By factoring or using the quadratic formula, the zeros are z ≈ 9.34 and z ≈ 0.66.
Next, we can plot these zeros on a number line to determine the solution intervals.
On the number line, we have:
0.66 9.34
Now we can test a value in each interval to determine if it satisfies the inequality.
If we test a value less than 0.66, such as z = 0, we get:
6 > 0(10-0)
6 > 0 (which is true)
If we test a value greater than 9.34, such as z = 10, we get:
6 > 10(10-10)
6 > 0 (which is false)
Thus, the solution to the inequality is z < 0.66 or z > 9.34.
To find the number that is a solution of the inequality 6 > z(10-z), we need to solve the quadratic inequality.
Step 1: Rearrange the inequality to have zero on one side:
z(10-z) - 6 > 0
Step 2: Expand the expression:
10z - z^2 - 6 > 0
Step 3: Reorder the terms:
-z^2 + 10z - 6 > 0
Step 4: Solve the quadratic equation by factoring or using the quadratic formula. In this case, let's use factoring:
(-z + 2)(z - 3) > 0
Step 5: Set each factor equal to zero and solve for z:
-z + 2 = 0 or z - 3 = 0
Solving these equations gives:
z = 2 or z = 3
Step 6: Construct a sign chart to determine the intervals where the inequality is true or false:
(-infinity, 2) (2, 3) (3, +infinity)
+ - +
Step 7: Determine the sign of the inequality in each interval:
- For z < 2, the expression (-z + 2)(z - 3) is positive, so it satisfies the inequality.
- For 2 < z < 3, the expression (-z + 2)(z - 3) is negative, so it does not satisfy the inequality.
- For z > 3, the expression (-z + 2)(z - 3) is positive, so it satisfies the inequality.
Step 8: Determine the solution:
From the sign chart, we can see that the inequality 6 > z(10-z) is satisfied when z < 2 or z > 3. Therefore, the numbers that are solutions to the inequality are z < 2 and z > 3.
To find a solution to the inequality 6 > z(10-z), we can solve it by breaking it into two parts:
1. Firstly, let's consider the inequality z(10-z) > 0.
To find the solution to this inequality, we need to identify the values of z that make the expression z(10-z) greater than zero.
We can do this by examining the sign of the expression for different ranges of z.
a) When z < 0, both z and (10-z) are negative, so the product z(10-z) is positive.
b) When 0 < z < 10, z is positive and (10-z) is positive, so the product is positive.
c) When z > 10, both z and (10-z) are positive, so the product z(10-z) is positive.

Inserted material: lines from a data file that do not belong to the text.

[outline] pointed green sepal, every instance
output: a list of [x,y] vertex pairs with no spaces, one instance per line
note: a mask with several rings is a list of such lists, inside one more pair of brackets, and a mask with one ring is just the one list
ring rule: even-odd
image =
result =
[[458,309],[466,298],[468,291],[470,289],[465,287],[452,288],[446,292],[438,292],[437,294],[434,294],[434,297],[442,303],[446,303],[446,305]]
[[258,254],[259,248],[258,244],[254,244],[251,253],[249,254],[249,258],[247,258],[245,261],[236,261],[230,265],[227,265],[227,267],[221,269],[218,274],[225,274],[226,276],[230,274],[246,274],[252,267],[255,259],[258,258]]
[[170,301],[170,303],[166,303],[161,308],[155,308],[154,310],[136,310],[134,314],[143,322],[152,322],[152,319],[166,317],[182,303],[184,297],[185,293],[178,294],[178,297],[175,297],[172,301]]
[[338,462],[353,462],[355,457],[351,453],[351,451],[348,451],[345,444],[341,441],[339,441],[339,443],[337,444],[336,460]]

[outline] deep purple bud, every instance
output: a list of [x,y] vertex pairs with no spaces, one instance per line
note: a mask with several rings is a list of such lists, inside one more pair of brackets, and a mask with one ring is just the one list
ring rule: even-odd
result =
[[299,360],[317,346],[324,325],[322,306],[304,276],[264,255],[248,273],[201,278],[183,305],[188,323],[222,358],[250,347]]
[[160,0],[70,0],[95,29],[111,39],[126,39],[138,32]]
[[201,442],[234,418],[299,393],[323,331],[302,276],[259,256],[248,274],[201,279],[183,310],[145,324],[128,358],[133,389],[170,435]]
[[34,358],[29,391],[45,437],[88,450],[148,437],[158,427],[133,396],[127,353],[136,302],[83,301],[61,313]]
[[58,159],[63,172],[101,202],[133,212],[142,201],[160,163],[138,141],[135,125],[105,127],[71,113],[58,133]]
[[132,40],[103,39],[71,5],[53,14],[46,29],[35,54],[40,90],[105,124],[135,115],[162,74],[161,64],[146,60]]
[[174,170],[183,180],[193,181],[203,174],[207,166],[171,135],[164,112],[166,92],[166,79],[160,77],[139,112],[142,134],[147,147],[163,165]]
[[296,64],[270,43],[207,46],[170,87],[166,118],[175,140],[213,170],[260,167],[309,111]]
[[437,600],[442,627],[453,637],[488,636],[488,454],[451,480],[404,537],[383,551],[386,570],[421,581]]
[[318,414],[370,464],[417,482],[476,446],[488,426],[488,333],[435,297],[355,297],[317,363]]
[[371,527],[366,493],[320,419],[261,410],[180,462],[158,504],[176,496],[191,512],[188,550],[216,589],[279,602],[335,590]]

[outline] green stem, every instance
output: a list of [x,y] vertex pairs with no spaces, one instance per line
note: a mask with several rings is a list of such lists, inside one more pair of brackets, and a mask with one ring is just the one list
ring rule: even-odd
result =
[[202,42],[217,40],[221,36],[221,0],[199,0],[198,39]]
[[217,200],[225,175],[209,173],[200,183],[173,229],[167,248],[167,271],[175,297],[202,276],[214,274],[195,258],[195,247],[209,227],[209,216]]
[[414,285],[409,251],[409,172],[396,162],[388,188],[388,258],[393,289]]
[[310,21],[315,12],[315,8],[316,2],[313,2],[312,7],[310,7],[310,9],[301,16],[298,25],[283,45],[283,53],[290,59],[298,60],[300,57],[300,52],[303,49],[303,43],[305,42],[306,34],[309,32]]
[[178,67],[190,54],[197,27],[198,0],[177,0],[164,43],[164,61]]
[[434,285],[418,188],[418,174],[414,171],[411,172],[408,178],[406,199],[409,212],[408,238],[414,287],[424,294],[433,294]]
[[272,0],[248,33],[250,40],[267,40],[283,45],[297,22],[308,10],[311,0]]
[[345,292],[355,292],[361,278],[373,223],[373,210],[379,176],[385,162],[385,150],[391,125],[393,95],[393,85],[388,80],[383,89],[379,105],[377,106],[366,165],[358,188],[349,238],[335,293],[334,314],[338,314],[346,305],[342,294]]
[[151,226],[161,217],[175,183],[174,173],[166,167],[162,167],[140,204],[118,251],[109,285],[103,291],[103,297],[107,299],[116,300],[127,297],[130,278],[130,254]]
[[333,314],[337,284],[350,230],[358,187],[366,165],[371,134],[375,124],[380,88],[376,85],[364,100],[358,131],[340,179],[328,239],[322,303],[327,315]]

Hence, the inequality z(10-z) > 0 is satisfied for z < 0 or 0 < z < 10, or z > 10.
2. Now, let's look at the original inequality 6 > z(10-z).
We need to find the values of z that make the left side of the inequality greater than the right side.

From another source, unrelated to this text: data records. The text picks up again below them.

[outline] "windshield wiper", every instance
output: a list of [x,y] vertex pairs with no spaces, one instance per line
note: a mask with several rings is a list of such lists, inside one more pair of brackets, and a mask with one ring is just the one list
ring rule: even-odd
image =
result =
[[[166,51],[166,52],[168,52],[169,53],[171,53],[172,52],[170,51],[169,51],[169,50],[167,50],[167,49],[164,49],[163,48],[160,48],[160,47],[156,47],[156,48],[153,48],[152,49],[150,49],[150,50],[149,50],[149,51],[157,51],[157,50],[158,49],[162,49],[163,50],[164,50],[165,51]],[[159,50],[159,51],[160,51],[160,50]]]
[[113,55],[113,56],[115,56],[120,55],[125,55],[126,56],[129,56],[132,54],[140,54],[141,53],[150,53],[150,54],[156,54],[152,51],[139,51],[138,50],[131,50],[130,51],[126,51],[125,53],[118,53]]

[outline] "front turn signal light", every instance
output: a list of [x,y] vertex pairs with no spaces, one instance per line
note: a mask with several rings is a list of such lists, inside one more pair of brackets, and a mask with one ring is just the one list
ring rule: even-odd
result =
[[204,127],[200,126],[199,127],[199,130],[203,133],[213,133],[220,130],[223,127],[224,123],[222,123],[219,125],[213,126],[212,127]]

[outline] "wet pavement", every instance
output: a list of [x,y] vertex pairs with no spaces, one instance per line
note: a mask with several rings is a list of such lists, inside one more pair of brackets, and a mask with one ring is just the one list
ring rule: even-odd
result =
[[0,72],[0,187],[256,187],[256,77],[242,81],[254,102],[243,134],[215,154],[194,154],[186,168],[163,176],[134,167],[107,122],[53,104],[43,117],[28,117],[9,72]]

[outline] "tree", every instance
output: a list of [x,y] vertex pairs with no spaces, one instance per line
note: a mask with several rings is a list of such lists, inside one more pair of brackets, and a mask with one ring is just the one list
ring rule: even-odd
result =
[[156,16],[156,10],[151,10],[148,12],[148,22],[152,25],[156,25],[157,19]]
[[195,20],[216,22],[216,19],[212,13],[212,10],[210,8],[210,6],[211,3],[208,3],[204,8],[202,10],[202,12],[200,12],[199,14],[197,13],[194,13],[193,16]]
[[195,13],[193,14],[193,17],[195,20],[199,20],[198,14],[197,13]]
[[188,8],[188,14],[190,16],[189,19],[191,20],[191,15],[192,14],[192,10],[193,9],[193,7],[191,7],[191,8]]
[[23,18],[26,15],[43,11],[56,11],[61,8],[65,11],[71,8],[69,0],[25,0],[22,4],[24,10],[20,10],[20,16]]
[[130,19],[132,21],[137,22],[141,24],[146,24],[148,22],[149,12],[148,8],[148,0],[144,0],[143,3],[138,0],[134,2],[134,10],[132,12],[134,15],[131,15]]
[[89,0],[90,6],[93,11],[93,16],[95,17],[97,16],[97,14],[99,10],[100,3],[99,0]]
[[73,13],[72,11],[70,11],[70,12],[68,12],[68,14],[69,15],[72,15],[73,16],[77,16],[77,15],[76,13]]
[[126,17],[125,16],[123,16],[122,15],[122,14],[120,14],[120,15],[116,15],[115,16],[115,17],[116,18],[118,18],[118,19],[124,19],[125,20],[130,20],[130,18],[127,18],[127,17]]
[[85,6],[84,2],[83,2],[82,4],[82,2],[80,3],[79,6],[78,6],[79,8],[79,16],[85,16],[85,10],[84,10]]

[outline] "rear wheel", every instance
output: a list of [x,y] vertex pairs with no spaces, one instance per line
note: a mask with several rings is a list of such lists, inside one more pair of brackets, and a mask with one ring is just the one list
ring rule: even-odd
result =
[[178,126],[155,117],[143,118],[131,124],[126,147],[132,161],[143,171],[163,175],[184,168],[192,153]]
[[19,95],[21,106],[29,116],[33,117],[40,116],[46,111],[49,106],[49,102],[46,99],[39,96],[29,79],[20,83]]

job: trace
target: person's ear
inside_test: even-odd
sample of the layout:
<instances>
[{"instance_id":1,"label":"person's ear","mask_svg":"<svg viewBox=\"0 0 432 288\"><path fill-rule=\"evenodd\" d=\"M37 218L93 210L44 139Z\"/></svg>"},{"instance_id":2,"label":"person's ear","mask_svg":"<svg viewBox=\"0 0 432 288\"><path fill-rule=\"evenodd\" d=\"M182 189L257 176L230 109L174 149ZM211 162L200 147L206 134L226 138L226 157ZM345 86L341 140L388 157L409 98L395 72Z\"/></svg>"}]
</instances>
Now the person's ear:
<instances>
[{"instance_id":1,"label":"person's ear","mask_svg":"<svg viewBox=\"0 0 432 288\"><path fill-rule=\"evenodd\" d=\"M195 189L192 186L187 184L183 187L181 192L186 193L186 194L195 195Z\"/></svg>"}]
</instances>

a) If we consider z < 0, the right side of the inequality will be positive, but the left side (6) is greater. So, this range of z does not satisfy the inequality.

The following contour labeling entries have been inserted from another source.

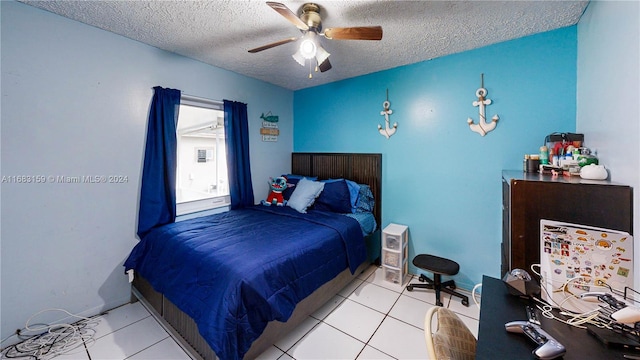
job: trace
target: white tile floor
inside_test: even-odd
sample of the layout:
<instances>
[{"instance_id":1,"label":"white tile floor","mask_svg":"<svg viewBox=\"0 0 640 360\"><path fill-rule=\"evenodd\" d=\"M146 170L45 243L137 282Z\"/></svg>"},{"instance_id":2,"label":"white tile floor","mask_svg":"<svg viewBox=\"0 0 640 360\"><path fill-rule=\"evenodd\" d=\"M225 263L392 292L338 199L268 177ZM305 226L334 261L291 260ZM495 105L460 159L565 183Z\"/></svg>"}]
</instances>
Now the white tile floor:
<instances>
[{"instance_id":1,"label":"white tile floor","mask_svg":"<svg viewBox=\"0 0 640 360\"><path fill-rule=\"evenodd\" d=\"M443 295L477 337L473 300ZM259 359L426 359L424 315L434 304L433 290L408 292L372 266ZM104 315L87 345L55 359L191 359L140 302Z\"/></svg>"}]
</instances>

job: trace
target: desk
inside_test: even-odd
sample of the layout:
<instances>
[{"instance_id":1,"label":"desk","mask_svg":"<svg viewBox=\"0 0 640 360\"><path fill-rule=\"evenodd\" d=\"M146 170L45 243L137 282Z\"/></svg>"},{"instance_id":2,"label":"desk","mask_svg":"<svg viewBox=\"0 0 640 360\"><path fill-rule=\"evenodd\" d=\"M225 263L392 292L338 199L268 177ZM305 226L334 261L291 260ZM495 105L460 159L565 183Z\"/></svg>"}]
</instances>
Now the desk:
<instances>
[{"instance_id":1,"label":"desk","mask_svg":"<svg viewBox=\"0 0 640 360\"><path fill-rule=\"evenodd\" d=\"M504 324L527 320L525 306L529 300L510 295L502 280L482 278L482 300L476 359L533 359L536 348L524 334L508 333ZM551 320L540 315L542 328L567 349L564 359L625 359L623 354L640 355L632 350L607 348L585 329Z\"/></svg>"}]
</instances>

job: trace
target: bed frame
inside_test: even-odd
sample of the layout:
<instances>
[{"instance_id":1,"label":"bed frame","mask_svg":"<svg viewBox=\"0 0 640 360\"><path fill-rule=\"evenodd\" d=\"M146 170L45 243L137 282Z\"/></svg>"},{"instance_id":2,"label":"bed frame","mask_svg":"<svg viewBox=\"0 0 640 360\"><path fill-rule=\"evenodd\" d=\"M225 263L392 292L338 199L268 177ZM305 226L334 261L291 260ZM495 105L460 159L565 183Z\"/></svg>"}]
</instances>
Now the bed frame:
<instances>
[{"instance_id":1,"label":"bed frame","mask_svg":"<svg viewBox=\"0 0 640 360\"><path fill-rule=\"evenodd\" d=\"M345 269L333 280L318 288L302 300L285 323L271 321L262 335L253 342L245 359L254 359L302 323L311 313L319 309L371 263L380 262L380 230L382 225L382 155L352 153L292 153L291 173L317 176L318 179L345 178L359 184L367 184L375 196L374 216L378 230L365 238L367 261L354 275ZM143 278L136 275L131 292L132 300L140 300L152 315L178 340L181 346L195 358L216 359L207 342L200 336L196 323Z\"/></svg>"}]
</instances>

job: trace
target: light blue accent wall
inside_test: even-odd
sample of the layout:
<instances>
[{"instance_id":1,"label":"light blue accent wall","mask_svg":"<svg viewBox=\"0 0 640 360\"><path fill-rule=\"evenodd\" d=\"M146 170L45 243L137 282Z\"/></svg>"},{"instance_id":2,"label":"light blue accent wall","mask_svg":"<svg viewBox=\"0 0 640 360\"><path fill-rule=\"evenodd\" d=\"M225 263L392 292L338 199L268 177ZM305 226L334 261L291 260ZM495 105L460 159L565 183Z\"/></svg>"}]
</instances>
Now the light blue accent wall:
<instances>
[{"instance_id":1,"label":"light blue accent wall","mask_svg":"<svg viewBox=\"0 0 640 360\"><path fill-rule=\"evenodd\" d=\"M118 184L2 183L1 338L43 309L94 315L129 301L122 263L137 243L154 86L248 104L257 201L267 196L269 176L290 169L292 91L18 2L2 1L0 9L1 175L127 177ZM268 111L279 115L277 142L259 135L259 116Z\"/></svg>"},{"instance_id":2,"label":"light blue accent wall","mask_svg":"<svg viewBox=\"0 0 640 360\"><path fill-rule=\"evenodd\" d=\"M522 169L546 135L575 131L576 33L567 27L296 91L294 150L382 153L382 226L409 226L409 259L454 259L467 289L483 274L500 277L501 171ZM467 124L478 122L481 73L492 100L486 116L500 117L484 137ZM390 139L377 130L387 89L398 123Z\"/></svg>"},{"instance_id":3,"label":"light blue accent wall","mask_svg":"<svg viewBox=\"0 0 640 360\"><path fill-rule=\"evenodd\" d=\"M640 2L591 1L578 24L577 120L613 181L634 188L640 289ZM615 211L612 209L611 211Z\"/></svg>"}]
</instances>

b) If we consider 0 < z < 10, the right side of the inequality is positive, but the left side (6) is still greater. So, this range of z does not satisfy the inequality.
c) Finally, if we consider z > 10, the right side of the inequality becomes negative. As the left side is positive (6), this range of z satisfies the inequality.
Therefore, the only value of z that is a solution to the inequality 6 > z(10-z) is z > 10.